Fate System Toolkit
The Horror Paradox
At face value, Fate is a bad fit for the horror genre. It’s right there in the opener of Fate Core: “…works best with any premise where the characters are proactive, capable people leading dramatic lives.” Horror does its dark work by placing characters in deadly, inescapable circumstances beyond their control. In horror, characters are often forced to react, rather than act. Despite their capabilities, characters face threats that outclass them; their competence isn’t enough to win. Defeat seems inevitable, and success comes at a high cost. Rather than charge in and win the day, characters focus more on surviving the next few minutes and making good on an escape.
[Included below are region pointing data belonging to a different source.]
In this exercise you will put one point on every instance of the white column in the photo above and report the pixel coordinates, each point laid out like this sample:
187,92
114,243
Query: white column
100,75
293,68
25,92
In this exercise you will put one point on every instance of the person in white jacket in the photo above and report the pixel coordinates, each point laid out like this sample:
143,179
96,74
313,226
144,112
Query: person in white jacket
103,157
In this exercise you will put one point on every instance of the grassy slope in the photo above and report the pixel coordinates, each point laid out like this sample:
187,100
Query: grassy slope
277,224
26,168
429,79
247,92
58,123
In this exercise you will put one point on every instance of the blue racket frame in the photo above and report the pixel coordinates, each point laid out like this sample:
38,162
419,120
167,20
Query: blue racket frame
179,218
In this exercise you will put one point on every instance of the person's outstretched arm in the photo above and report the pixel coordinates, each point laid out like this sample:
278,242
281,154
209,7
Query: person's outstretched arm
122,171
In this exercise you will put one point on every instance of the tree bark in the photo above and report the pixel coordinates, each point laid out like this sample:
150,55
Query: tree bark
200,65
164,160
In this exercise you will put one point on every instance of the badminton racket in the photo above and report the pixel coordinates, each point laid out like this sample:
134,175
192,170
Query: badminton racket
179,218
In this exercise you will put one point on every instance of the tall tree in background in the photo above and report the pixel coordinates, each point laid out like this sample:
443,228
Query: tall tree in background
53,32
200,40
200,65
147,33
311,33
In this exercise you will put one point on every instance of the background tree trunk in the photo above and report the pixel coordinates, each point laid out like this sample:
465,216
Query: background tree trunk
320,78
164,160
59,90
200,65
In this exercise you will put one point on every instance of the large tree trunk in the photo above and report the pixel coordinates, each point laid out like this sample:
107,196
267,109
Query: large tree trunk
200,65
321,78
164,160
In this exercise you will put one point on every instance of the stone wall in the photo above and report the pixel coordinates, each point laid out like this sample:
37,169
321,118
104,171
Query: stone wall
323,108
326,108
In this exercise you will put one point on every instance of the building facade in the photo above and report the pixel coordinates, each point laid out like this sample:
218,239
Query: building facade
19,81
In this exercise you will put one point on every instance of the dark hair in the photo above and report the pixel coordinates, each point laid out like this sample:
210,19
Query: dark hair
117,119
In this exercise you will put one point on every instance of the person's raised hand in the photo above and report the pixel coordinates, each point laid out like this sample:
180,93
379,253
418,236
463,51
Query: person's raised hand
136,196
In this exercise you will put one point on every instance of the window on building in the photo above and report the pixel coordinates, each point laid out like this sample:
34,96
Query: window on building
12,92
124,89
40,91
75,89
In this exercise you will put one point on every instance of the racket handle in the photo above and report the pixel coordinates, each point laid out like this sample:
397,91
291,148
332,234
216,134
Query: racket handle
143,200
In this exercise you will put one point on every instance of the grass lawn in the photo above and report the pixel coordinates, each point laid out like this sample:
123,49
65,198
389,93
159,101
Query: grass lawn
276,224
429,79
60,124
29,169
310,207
How do we reconcile these two realities? How do we take a system built for proactive, capable characters and make it serve the needs of the horror genre?
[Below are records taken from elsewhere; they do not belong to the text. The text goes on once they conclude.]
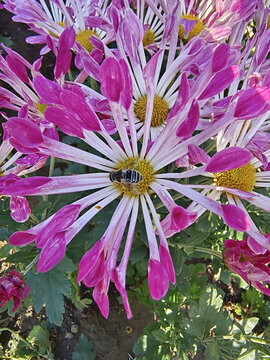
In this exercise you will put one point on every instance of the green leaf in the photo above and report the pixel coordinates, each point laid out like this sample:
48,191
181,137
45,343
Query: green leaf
4,251
83,349
48,288
208,316
39,336
212,351
24,256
That’s the Fate-plus-horror paradox. This is how we solve it.
Horror is really all about the visceral, emotional response the players have to the game. System is absolutely able to drive this, with your help. For our toolkit purposes, horror is a combination of oppressive atmosphere, impossible circumstances, and stark desperation.
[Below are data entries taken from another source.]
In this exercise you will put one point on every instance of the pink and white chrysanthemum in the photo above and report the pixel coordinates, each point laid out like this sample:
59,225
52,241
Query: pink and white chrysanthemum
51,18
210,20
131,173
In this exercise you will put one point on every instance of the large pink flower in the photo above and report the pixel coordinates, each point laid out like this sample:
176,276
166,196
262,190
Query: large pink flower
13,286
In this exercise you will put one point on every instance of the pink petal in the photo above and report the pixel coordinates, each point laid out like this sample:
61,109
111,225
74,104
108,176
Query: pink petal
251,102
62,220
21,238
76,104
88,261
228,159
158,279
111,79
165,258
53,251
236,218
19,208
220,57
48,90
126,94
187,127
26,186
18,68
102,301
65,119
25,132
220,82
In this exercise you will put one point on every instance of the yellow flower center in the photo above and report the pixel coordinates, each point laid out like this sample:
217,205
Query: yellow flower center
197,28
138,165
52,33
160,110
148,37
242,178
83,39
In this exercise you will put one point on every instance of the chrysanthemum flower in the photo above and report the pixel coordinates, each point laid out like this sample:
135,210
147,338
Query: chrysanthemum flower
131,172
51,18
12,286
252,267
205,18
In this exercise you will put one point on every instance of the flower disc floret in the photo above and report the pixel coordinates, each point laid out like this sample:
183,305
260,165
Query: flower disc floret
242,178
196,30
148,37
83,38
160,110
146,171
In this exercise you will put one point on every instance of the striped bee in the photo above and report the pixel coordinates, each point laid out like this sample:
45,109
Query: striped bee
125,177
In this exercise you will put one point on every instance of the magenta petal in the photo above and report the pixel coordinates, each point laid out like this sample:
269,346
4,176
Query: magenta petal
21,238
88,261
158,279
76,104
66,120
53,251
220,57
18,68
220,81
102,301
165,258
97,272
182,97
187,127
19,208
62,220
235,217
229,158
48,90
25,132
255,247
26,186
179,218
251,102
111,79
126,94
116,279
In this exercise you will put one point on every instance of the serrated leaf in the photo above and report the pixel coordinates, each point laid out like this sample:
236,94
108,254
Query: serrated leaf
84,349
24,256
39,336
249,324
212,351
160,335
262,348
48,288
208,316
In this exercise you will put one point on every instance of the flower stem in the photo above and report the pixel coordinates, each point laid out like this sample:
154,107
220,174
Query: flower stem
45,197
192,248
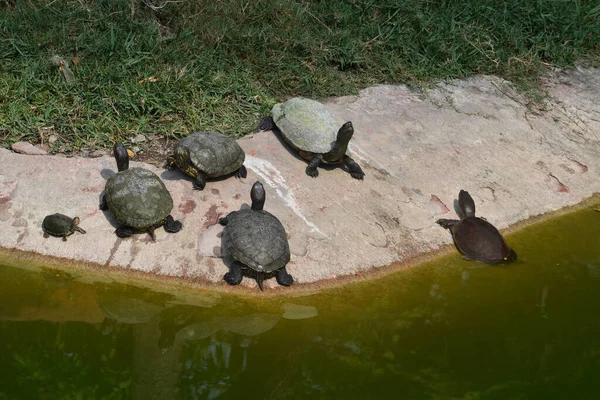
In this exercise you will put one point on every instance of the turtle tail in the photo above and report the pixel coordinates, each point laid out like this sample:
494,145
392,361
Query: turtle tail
260,277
Compels Aplenty: While compels aren’t tools for forcing outcomes, they are tools for making things go wrong. So make them abundant. Place aspects on the scene, the story, the campaign—and compel them to make things go wrong for everyone. Simply dropping Death Comes for Everyone onto the story and compelling it at the exact worst time (for the players) to make things that much worse will get lots of traction. Yeah, the players affected will walk away with some fate points—which they’ll need in order to survive—but they’ll also feel the emotional gut-punch of the moment—and will wonder when the next compel is going to land. Make them hurt. Make them worry.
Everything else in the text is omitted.